There will always, of course, be some connection between network buildout and service rollout. For example, the marketing people might decide the time is right to offer cellular VoIP exactly when the end-to-end QOS management advances kick in and improve the quality of the service beyond anything competitors can match. That would surely justify premium prices.
A number of factors, however, could limit the impact of Verizon's initiative. First, it's more relevant to CDMA operators than to GSM ones. GSM, by design, delivers voice and high-speed data over separate air interfaces. Verizon claims, for its part, that the underlying A-IMS architecture, with its multiple technical advantages, can be useful to both kinds of operators, since it is "access agnostic."
Gaining widespread acceptance among both carriers and manufacturers could also be difficult. Verizon says it and the vendors will submit the new architecture to various bodies in hopes of getting it adopted as an industry standard.

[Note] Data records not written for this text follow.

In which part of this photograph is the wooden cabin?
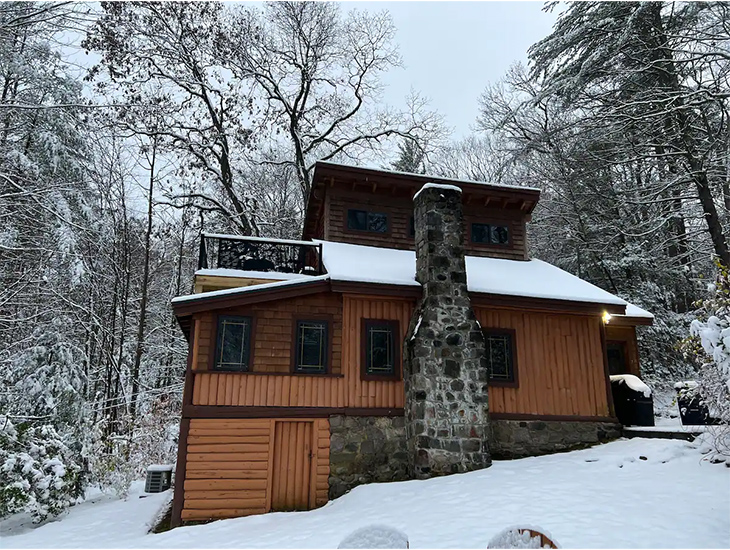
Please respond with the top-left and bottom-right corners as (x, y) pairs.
(173, 162), (652, 524)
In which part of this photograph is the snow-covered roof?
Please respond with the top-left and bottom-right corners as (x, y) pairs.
(195, 267), (311, 281)
(172, 275), (329, 304)
(413, 183), (461, 200)
(617, 302), (654, 319)
(315, 241), (628, 306)
(317, 160), (540, 191)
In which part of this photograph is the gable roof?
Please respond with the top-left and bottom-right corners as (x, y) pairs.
(302, 160), (540, 239)
(172, 241), (640, 324)
(315, 241), (628, 313)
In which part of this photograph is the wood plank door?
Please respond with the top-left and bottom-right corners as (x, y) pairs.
(271, 421), (314, 512)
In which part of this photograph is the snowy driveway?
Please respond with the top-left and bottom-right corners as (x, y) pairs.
(2, 439), (730, 548)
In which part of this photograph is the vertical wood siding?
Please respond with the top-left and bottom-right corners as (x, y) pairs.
(271, 422), (314, 512)
(475, 307), (609, 416)
(182, 418), (329, 521)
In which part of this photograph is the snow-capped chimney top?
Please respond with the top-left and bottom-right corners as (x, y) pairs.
(413, 183), (466, 297)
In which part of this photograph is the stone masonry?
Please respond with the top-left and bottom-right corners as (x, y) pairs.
(329, 416), (409, 499)
(490, 420), (621, 459)
(404, 184), (491, 478)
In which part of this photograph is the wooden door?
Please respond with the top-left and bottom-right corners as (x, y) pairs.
(271, 421), (314, 512)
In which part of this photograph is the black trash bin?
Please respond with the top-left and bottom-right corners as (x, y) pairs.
(611, 374), (654, 426)
(674, 381), (713, 426)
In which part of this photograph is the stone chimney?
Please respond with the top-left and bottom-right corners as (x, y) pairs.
(404, 184), (491, 478)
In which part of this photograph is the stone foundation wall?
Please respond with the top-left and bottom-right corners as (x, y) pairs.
(489, 420), (621, 459)
(329, 416), (410, 499)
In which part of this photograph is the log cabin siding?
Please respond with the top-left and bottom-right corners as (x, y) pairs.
(182, 418), (329, 521)
(194, 293), (342, 374)
(323, 188), (527, 260)
(474, 307), (609, 417)
(192, 293), (415, 408)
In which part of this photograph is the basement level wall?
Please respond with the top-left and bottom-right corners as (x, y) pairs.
(182, 418), (330, 521)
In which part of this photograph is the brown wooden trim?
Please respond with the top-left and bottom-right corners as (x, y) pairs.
(170, 418), (192, 528)
(208, 311), (257, 374)
(359, 319), (401, 382)
(183, 405), (405, 418)
(172, 279), (330, 317)
(193, 370), (345, 378)
(489, 412), (618, 424)
(482, 327), (520, 388)
(170, 319), (193, 528)
(289, 313), (335, 376)
(609, 315), (654, 327)
(332, 281), (422, 300)
(601, 321), (616, 416)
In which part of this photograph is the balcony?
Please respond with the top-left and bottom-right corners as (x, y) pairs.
(198, 233), (324, 275)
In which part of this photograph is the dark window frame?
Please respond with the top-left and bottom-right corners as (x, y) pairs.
(482, 327), (520, 388)
(469, 220), (514, 250)
(290, 315), (334, 376)
(208, 314), (256, 373)
(344, 205), (393, 235)
(360, 318), (401, 381)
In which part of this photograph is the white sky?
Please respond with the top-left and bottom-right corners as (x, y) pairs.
(341, 2), (558, 137)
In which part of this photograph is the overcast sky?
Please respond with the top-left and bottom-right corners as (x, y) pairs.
(350, 2), (556, 137)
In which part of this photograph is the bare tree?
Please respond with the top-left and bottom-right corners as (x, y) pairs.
(219, 2), (442, 205)
(84, 2), (257, 235)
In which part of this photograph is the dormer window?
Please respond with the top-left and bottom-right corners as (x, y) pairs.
(347, 208), (388, 233)
(471, 223), (510, 246)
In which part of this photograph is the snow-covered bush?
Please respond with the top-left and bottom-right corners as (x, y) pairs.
(0, 416), (83, 522)
(0, 316), (86, 432)
(682, 264), (730, 462)
(89, 396), (181, 497)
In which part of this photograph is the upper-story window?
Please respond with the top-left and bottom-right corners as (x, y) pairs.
(347, 208), (388, 233)
(483, 328), (517, 386)
(213, 315), (251, 372)
(294, 321), (329, 374)
(361, 319), (400, 380)
(471, 223), (510, 246)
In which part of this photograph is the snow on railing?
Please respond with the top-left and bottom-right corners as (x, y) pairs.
(198, 233), (323, 275)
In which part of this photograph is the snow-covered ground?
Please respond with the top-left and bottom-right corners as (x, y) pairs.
(2, 438), (730, 548)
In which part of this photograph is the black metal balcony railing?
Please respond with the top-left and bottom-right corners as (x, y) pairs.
(198, 233), (324, 275)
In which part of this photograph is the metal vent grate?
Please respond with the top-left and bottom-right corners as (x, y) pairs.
(144, 464), (172, 493)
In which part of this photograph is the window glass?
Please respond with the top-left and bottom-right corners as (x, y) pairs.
(368, 212), (388, 233)
(214, 316), (251, 371)
(294, 321), (327, 373)
(347, 208), (388, 233)
(471, 223), (509, 246)
(484, 331), (515, 382)
(365, 321), (396, 376)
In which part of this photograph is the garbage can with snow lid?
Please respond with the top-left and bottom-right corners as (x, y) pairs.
(611, 374), (654, 426)
(144, 464), (172, 493)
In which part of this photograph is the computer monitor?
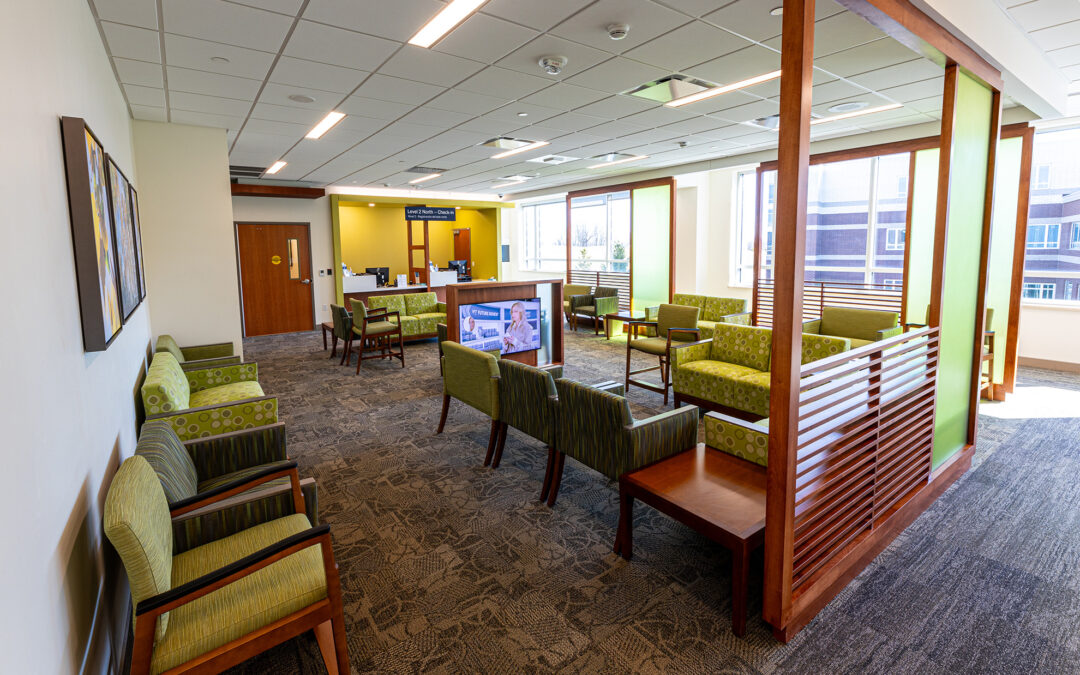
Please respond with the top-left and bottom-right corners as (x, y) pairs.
(364, 267), (390, 286)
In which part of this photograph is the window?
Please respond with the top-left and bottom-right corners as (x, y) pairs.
(1023, 282), (1057, 300)
(885, 228), (907, 251)
(521, 200), (566, 273)
(1027, 222), (1061, 248)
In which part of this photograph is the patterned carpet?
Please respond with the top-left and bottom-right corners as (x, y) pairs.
(223, 329), (1080, 673)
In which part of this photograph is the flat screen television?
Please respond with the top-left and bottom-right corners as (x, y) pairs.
(458, 298), (540, 354)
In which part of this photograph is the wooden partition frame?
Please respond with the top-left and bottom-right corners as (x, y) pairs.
(757, 0), (1001, 642)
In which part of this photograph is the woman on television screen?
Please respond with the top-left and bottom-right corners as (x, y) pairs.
(502, 302), (532, 353)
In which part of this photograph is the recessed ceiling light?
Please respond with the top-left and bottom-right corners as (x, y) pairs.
(586, 154), (649, 168)
(305, 110), (345, 138)
(408, 0), (487, 48)
(491, 140), (551, 160)
(664, 70), (780, 108)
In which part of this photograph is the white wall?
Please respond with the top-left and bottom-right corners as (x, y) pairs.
(232, 197), (334, 325)
(134, 121), (243, 354)
(0, 0), (152, 673)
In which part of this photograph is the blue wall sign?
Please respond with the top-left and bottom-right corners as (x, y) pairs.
(405, 206), (458, 220)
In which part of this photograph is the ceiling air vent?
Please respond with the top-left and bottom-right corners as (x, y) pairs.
(623, 75), (716, 103)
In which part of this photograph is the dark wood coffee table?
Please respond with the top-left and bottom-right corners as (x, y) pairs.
(615, 443), (765, 637)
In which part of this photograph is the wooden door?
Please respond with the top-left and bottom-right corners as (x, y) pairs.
(237, 222), (315, 337)
(454, 228), (472, 273)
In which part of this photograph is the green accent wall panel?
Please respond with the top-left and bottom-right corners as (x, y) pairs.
(631, 185), (672, 310)
(904, 148), (941, 323)
(933, 72), (993, 467)
(986, 138), (1024, 384)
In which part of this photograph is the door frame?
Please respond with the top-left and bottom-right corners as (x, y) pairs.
(232, 220), (319, 338)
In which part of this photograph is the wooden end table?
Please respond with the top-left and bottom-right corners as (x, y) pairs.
(615, 443), (766, 637)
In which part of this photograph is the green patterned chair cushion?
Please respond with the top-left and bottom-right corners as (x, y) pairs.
(369, 295), (408, 316)
(802, 333), (853, 364)
(150, 514), (326, 673)
(705, 413), (769, 467)
(141, 352), (190, 415)
(104, 455), (173, 642)
(135, 420), (199, 503)
(405, 293), (438, 315)
(190, 381), (266, 408)
(443, 341), (499, 419)
(711, 323), (772, 370)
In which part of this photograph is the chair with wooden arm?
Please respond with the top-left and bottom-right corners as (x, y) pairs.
(135, 420), (319, 553)
(346, 298), (405, 375)
(104, 455), (349, 675)
(625, 305), (701, 405)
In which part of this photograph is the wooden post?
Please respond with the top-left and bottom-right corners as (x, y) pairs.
(762, 0), (814, 632)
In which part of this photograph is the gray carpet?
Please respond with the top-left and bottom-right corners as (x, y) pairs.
(223, 329), (1080, 673)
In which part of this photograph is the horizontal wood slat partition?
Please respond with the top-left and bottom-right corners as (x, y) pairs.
(791, 327), (939, 596)
(754, 279), (904, 327)
(568, 270), (630, 310)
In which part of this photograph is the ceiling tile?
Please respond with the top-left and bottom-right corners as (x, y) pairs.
(303, 0), (445, 42)
(270, 56), (370, 94)
(284, 21), (399, 71)
(568, 56), (670, 94)
(551, 0), (690, 54)
(482, 0), (593, 30)
(623, 22), (752, 71)
(102, 22), (161, 64)
(379, 44), (484, 86)
(112, 58), (165, 89)
(161, 0), (293, 52)
(165, 33), (274, 80)
(433, 14), (539, 64)
(124, 84), (165, 107)
(94, 0), (158, 30)
(497, 35), (611, 81)
(458, 66), (551, 98)
(165, 66), (262, 100)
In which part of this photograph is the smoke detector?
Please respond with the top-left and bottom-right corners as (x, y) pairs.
(537, 56), (566, 75)
(607, 24), (630, 40)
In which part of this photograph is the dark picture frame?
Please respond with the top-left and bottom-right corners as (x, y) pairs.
(60, 117), (123, 352)
(106, 154), (143, 323)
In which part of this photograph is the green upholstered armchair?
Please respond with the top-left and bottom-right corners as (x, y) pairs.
(625, 305), (701, 405)
(435, 340), (499, 467)
(548, 378), (698, 504)
(153, 335), (240, 369)
(802, 307), (904, 349)
(570, 286), (619, 335)
(135, 420), (319, 553)
(104, 455), (349, 675)
(346, 296), (405, 375)
(141, 352), (278, 441)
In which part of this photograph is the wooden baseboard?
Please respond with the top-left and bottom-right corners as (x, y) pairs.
(1016, 356), (1080, 373)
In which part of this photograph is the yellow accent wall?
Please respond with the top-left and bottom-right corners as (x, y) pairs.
(338, 203), (499, 280)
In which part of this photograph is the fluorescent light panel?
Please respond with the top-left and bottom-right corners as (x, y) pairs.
(491, 140), (551, 160)
(305, 110), (345, 138)
(586, 154), (649, 168)
(408, 0), (487, 49)
(664, 70), (780, 108)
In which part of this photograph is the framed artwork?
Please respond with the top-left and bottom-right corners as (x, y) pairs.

But observers say the fact that a single carrier and its suppliers are behind it raise doubts about whether that will happen.
Thomas Valovic, director of VoIP infrastructure at research firm IDC, notes that only five of the seven to 10 major networking vendors are involved in the effort. Stéphane Téral, principal analyst at Infonetics Research, points out that the absence of Ericsson, NEC and Nokia Siemens are particularly glaring. Ericsson, for example, has been an IMS pioneer, with efforts dating as far back as 2002. The Verizon initiative, by contrast, has been under way for about a year.
Téral also notes that carriers outside the U.S. might feel little need to go along with the initiative. "There is a very clear separation between what's happening in America and elsewhere" in IMS, he says. Europe in particular is significantly ahead in IMS deployment, he says, and so in some ways A-IMS may turn out to be a case more of the U.S. catching up than of its taking a leadership position.